Inleiding

In Nederland wonende belastingplichtigen met de 30%-regeling konden tot 2025 (of tot 2027 middels overgangsrecht) kiezen voor de partieel buitenlandse belastingplicht. Hierdoor worden zij in box 2 (aanmerkelijk belang) en 3 (sparen en beleggen) als niet-inwoner beschouwd. In box 3 is dan veelal geen belasting verschuldigd, omdat niet-inwoners niet belast zijn over bank- en spaartegoeden en beleggingen. Voor het overige, dus voor box 1 en ook voor het onderling toerekenen tussen fiscale partners van bepaalde inkomsten en vermogen (vrije toerekening) en persoonsgebonden aftrekposten (zoals giften en alimentatie), worden zij gewoon als inwoner behandeld.

Een uitzondering op dit laatste geldt voor Amerikanen die kwalificeren als partieel buitenlands belastingplichtige. Zij worden in box 1 als beperkt binnenlands belastingplichtige beschouwd, omdat zij (enkel) voor toepassing van het belastingverdrag als inwoner van de VS worden beschouwd. Hierdoor zijn zij over bijvoorbeeld arbeidsinkomen alleen belast voor zover Nederland hierover mag heffen (Nederlandse werkdagen). Iets soortgelijks geldt ook voor andere inwoners die ingevolge Nederlandse wetgeving als inwoner kwalificeren maar volgens een belastingverdrag inwoner zijn van het andere land en ook voor bepaalde bijzondere groepen werknemers zoals (diplomatieke en consulaire) ambtenaren.

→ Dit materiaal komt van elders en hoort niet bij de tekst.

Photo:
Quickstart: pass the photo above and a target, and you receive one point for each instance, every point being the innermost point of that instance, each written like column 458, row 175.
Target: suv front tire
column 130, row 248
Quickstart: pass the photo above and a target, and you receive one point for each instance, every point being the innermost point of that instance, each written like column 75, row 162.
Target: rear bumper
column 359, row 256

Partieel buitenlandse belastingplicht en vrije toerekening

In gevallen waarin één van de fiscale partners de 30%-regeling genoot en de andere niet, was het in de praktijk gebruikelijk om het gehele box 3 vermogen aan de partner met de 30%-regeling toe te rekenen. Door te kiezen voor partieel buitenlandse belastingplicht was alsdan geen belasting verschuldigd, omdat deze immers als niet-inwoner voor box 3 doeleinden niet belast was over het vermogen (met uitzondering van een Nederlandse (2e) woning).

De Belastingdienst heeft echter op 17 oktober 2025 het standpunt ingenomen dat het voordeel van de partieel buitenlandse belastingplicht uitsluitend geldt voor de partner die gebruikmaakt van de 30%-regeling. De vrije toerekening kan er dus niet toe leiden dat de partner die zelf géén gebruikmaakt van de 30%-regeling indirect meeprofiteert. Hiermee zal voor de partner zonder 30%-regeling het individuele eigendomsaandeel in het vermogen in Box 3 belast zijn; daarbij komt ook het vermogensdeel van minderjarige kinderen dat wordt toegerekend aan voornoemde partner (zonder 30%-regeling) met het ouderlijke gezag (veelal geldt een 50/50 toerekening). De belaste grondslag kan wel worden toegerekend tussen de fiscale partners, echter dat wordt dan regulier belast bij deze belastingplichtige met de 30%-regeling. De gedachte dat door toerekening het partnerdeel (inclusief toegerekend kindsdeel) in een onbelaste box 3 sfeer geraakt, is daarmee verlaten.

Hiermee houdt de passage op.